The mgmt port also serves DHCP + the web UI as an experiment (plug into `ether8`, get a
lease, admin at `http://192.168.88.1`; login still required, default `admin` disabled).
SFP+ 10G uplink and real VLAN segmentation are future work. See
`docs/superpowers/specs/2026-06-09-crs310-flat-mgmtvlan-design.md` for the design + the
lockout-safe cutover runbook.
## Layout
```
inventories/prod/hosts.yml # group `mikrotik` -> the switch host
group_vars/mikrotik.yml # connection vars (network_cli + community.routeros) + enable-flags
group_vars/mikrotik.vault.yml # encrypted admin/user password (makerfloss vault id)
host_vars/crs310-maker.yml # device facts + real addressing + VLAN/port map
roles/makerfloss.mikrotik_switch/ # the role: defaults + per-domain task files
play_switch.yml # day-2 run (key auth), applies all enabled domains
docs/makerspace-switch-fieldguide.md # on-site, printable prep checklist
docs/superpowers/specs|plans/ # design spec + implementation plan
```
## Setup (control node)
```bash
direnv allow # or: python3 -m venv .venv && . .venv/bin/activate
pip install -r requirements.txt
ansible-galaxy collection install -r requirements.yml
```
**Vault:** secrets use a dedicated vault identity `makerfloss`, keyed by
`~/.ansible/vault-keys/makerfloss.txt` (referenced in `ansible.cfg`, kept outside the
repo). View a secret with `ansible-vault view group_vars/mikrotik.vault.yml`.
## Connectivity
The role connects with `ansible.netcommon.network_cli` + `ansible_network_os:
community.routeros.routeros`, authenticating with the operator SSH key
(`~/.ssh/id_ed25519`). Day-2 needs no password.
> **Bench note:** while the switch sits on an isolated bench reachable only through a
> jump host, Ansible's paramiko transport won't traverse `ProxyJump`. Run Ansible from a
> host on the switch's network, or forward the port:
> `ssh -J <jump> <user>@<jump-lan> -L 2222:192.168.88.1:22 -N` then set
> `ansible_host=127.0.0.1 ansible_port=2222`. In production (switch directly reachable)
> this is a non-issue.
## Usage
```bash
# Validate
yamllint . && ansible-lint && ansible-playbook play_switch.yml --syntax-check
# First contact on a fresh/reset device (password auth, one time)
ansible-playbook play_bootstrap.yml -e ansible_user=admin --ask-pass
# Day-2 configuration (key auth, idempotent)
ansible-playbook play_switch.yml
ansible-playbook play_switch.yml --tags identity,users # safe domains
ansible-playbook play_switch.yml --tags vlans # on-site only — see lockout note
ansible-playbook play_switch.yml --limit crs310-maker
# Backup config into the repo
ansible-playbook play_backup.yml
```
## ⚠️ Lockout safety
When changing management, services, or VLAN/bridge settings, keep an independent
recovery channel open (serial console, or WinBox MAC-telnet) and enable
`vlan-filtering` **last**, after the management path is proven.

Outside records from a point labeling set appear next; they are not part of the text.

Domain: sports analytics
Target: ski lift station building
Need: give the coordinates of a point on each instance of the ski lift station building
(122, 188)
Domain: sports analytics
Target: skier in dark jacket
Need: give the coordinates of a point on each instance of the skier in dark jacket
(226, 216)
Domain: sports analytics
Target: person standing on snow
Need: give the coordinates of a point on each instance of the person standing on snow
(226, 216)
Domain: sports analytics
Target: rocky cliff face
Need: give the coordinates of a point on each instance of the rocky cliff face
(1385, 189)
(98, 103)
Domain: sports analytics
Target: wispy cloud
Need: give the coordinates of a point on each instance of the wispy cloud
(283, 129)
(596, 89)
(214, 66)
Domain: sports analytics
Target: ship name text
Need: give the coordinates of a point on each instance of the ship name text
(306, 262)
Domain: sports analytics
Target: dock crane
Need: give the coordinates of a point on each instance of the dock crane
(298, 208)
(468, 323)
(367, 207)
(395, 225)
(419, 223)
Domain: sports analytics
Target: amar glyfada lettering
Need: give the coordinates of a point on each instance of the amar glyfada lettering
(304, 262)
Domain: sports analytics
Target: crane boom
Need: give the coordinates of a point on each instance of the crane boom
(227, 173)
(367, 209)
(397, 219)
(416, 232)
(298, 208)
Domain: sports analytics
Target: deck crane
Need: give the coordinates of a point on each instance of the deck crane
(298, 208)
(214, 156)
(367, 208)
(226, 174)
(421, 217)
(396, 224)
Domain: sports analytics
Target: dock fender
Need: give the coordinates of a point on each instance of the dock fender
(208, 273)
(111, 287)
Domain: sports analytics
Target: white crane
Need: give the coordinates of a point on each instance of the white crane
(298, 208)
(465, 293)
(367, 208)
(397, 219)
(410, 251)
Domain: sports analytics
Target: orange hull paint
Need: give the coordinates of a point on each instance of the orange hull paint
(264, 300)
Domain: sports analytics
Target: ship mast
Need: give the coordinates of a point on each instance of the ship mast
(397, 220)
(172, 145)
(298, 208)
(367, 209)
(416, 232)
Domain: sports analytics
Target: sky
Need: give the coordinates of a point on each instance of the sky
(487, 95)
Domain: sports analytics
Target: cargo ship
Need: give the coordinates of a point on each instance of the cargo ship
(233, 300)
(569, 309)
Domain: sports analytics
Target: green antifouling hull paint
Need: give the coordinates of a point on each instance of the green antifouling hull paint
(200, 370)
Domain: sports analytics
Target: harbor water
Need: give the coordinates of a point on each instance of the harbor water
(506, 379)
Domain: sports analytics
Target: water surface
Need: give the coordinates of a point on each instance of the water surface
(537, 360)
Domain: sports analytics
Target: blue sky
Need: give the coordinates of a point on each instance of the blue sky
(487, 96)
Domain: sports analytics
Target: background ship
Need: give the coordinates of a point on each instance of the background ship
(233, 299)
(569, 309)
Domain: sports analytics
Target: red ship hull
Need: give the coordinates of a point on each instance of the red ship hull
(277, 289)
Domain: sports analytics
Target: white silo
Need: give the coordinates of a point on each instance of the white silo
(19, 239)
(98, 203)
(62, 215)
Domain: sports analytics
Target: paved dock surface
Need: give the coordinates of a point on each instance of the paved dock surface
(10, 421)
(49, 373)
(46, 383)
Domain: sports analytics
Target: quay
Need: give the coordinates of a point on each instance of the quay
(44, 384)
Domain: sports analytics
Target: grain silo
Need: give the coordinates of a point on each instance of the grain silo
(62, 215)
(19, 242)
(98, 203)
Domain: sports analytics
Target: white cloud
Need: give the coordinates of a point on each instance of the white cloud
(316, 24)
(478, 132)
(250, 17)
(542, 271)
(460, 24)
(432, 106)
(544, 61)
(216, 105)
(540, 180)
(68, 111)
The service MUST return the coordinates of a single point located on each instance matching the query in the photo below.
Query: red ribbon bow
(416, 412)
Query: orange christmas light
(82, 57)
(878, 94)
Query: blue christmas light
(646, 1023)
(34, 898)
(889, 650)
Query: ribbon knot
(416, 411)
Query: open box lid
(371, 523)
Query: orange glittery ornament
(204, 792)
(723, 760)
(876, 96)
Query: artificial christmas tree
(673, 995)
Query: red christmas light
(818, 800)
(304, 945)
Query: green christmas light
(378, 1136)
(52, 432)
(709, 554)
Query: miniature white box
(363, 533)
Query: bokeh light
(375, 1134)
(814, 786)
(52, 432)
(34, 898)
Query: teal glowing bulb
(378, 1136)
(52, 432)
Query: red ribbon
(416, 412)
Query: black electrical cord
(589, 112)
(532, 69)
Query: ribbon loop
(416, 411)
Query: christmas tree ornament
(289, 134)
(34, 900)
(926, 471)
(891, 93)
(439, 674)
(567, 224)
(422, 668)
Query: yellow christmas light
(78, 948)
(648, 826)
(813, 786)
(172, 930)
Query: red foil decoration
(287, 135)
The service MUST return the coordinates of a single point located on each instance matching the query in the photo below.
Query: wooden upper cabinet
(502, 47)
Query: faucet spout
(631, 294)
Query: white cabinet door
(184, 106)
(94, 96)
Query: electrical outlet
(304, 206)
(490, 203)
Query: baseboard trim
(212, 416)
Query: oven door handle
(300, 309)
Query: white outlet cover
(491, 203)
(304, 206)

RouterOS config tasks
use `:if [find]` guards for idempotency; **run every device-touching play twice** and
confirm the second run reports no changes.
## Preparing a switch on-site
See **`docs/makerspace-switch-fieldguide.md`** — a printable checklist for what to do
physically at the makerspace before Ansible takes over.